The logic is simple: if a US Treasury bill can be tokenized and traded 24/7, why not a common stock? By creating a pathway for blockchain-based IPOs, Cantor and Securitize are building the rails for “programmable equity.” This means dividends could be distributed automatically via smart contracts, and voting rights could be exercised in real-time without the need for proxy solicitors.
| Feature | Traditional IPO Process | Blockchain-Based IPO |
|---|---|---|
| Settlement Cycle | T+1 (Standard) | Atomic / Instant |
| Custody | Centralized Depositories (DTCC) | Distributed Ledger / Digital Vaults |
| Trading Window | Market Hours (9:30 AM – 4:00 PM) | 24/7 Global Access |
| Dividend Distribution | Manual / Scheduled Payments | Automated Smart Contracts |
Regulatory Hurdles and the SEC Oversight Gap
The primary obstacle isn’t the technology; it is the regulator. For these tokenized IPOs to gain mainstream traction, they must satisfy the Securities and Exchange Commission (SEC). Securitize has built its reputation on being a “compliance-first” platform, which is exactly why Cantor Fitzgerald chose them as a partner.

However, the market is still waiting for a definitive ruling on how tokenized equities will be treated regarding “transfer restrictions.” In a standard public market, shares are freely tradable. On-chain, the “token” must be linked to a verified identity. If the SEC decides that the identity layer adds too much friction, the “24/7 trading” promise becomes a marketing gimmick rather than a financial reality.
Furthermore, this shift affects the broader ecosystem of transfer agents and clearinghouses. If companies bypass the DTCC (Depository Trust & Clearing Corporation), the entire architecture of US equity settlement changes. This could lead to a fragmented market where some stocks trade on “legacy” rails and others on “digital” rails, creating potential arbitrage opportunities and liquidity silos.

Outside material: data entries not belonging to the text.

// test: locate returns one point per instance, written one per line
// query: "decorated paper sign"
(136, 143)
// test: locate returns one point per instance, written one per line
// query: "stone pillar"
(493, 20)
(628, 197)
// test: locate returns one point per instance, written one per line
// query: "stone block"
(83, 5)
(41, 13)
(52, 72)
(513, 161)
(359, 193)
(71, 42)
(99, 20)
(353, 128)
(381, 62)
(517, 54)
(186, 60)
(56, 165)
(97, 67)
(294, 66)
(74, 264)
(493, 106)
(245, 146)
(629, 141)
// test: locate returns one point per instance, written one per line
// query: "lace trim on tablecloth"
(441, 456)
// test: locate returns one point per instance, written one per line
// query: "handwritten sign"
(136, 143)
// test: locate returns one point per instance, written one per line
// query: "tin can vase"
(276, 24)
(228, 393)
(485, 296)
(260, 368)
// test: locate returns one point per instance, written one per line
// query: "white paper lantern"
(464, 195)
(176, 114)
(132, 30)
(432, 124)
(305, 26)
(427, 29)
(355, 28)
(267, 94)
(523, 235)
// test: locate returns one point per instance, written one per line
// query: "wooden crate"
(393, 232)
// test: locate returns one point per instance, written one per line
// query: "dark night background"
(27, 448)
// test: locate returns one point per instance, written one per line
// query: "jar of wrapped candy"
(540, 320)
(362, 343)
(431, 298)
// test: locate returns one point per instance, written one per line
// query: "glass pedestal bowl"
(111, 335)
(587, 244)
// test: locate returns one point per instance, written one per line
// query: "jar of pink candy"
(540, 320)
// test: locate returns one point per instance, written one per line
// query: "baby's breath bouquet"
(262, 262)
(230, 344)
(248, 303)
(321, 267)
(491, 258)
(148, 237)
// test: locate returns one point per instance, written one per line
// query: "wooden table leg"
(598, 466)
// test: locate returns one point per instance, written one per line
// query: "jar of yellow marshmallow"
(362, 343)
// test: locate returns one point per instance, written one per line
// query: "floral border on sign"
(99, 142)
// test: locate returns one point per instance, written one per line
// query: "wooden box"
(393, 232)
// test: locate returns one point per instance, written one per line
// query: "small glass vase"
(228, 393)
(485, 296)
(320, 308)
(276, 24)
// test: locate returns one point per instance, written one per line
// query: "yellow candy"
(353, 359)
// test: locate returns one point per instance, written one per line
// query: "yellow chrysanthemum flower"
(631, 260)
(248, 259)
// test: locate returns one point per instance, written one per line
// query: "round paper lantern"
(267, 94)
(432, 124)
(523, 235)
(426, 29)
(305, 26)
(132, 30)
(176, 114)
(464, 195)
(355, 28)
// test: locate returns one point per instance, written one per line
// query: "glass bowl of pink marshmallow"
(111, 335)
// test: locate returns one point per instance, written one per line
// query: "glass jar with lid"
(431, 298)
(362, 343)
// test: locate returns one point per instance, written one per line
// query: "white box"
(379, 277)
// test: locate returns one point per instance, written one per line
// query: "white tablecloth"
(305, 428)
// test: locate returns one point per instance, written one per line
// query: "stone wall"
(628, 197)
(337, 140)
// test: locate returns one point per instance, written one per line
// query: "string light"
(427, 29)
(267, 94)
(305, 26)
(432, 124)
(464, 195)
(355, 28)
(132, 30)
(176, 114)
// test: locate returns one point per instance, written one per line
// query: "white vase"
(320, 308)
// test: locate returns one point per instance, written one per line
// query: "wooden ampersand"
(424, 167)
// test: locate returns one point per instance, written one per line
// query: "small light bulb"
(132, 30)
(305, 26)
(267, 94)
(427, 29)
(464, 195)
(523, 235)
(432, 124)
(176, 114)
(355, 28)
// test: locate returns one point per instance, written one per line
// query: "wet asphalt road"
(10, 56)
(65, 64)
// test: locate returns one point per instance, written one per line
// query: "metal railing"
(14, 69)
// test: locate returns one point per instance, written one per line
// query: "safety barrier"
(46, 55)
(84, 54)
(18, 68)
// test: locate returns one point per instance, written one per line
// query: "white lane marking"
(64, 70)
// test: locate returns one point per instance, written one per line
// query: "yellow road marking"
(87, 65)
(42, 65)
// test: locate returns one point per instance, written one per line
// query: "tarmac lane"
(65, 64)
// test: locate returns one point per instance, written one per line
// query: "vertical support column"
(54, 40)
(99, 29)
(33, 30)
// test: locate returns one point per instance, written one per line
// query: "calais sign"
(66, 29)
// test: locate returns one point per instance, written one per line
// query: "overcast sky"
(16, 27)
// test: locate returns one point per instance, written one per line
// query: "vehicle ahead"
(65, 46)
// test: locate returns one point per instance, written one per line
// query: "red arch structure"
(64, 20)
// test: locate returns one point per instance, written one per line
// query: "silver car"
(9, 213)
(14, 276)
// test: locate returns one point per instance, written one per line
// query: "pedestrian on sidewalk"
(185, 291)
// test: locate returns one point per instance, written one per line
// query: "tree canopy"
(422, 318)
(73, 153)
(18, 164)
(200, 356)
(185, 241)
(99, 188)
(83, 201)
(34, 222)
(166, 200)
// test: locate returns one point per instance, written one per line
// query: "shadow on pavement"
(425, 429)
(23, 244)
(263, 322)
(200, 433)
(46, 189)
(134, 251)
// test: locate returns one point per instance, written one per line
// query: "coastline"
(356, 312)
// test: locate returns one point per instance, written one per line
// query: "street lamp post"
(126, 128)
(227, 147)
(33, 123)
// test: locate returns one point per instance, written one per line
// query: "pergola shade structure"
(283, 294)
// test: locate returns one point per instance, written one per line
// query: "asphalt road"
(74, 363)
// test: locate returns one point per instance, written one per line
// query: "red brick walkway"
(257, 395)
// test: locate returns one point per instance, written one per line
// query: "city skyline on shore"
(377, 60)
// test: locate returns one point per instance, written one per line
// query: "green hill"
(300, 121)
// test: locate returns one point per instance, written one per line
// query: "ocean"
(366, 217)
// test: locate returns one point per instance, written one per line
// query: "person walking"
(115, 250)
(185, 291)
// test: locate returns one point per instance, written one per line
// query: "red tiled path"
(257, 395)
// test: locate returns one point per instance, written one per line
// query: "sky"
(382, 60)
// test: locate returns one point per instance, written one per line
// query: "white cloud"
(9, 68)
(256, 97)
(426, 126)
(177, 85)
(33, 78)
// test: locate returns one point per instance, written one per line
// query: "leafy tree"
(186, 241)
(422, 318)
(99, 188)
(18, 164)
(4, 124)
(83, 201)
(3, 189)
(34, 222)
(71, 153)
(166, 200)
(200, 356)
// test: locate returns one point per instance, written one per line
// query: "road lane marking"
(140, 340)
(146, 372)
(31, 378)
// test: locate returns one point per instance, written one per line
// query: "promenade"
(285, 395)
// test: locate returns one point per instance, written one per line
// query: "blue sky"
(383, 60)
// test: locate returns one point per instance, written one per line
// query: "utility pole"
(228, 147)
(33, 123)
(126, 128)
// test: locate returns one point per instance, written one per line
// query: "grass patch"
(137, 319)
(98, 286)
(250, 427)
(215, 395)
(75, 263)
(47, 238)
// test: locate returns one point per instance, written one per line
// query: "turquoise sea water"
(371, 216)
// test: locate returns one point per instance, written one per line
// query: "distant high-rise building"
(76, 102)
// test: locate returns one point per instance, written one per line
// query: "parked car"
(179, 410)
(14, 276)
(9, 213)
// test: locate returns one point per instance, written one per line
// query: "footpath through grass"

Market Implications for the Close of Q3 2026
As we approach the close of Q3, the success of this venture will be measured by the first “marquee” company that chooses a tokenized IPO over a traditional one. If a mid-cap tech firm with a valuation exceeding $2 billion opts for this route, it will trigger a gold rush among other underwriters.
The macroeconomic headwinds—specifically fluctuating interest rates—make this timing critical. Companies are currently cautious about entering the public markets due to volatile valuations. A lower-cost, more efficient issuance process could be the catalyst that brings a wave of “dormant” IPO candidates back to the table.
Ultimately, the Cantor-Securitize collaboration is an attempt to commoditize the IPO. By stripping away the inefficiency of the legacy system, they are betting that the future of the stock market isn’t a place you “go” to, but a protocol you interact with. For the institutional investor, the benefit is clear: more liquidity, less slippage, and a direct line to the asset.
Disclaimer: The information provided in this article is for educational and informational purposes only and does not constitute financial advice.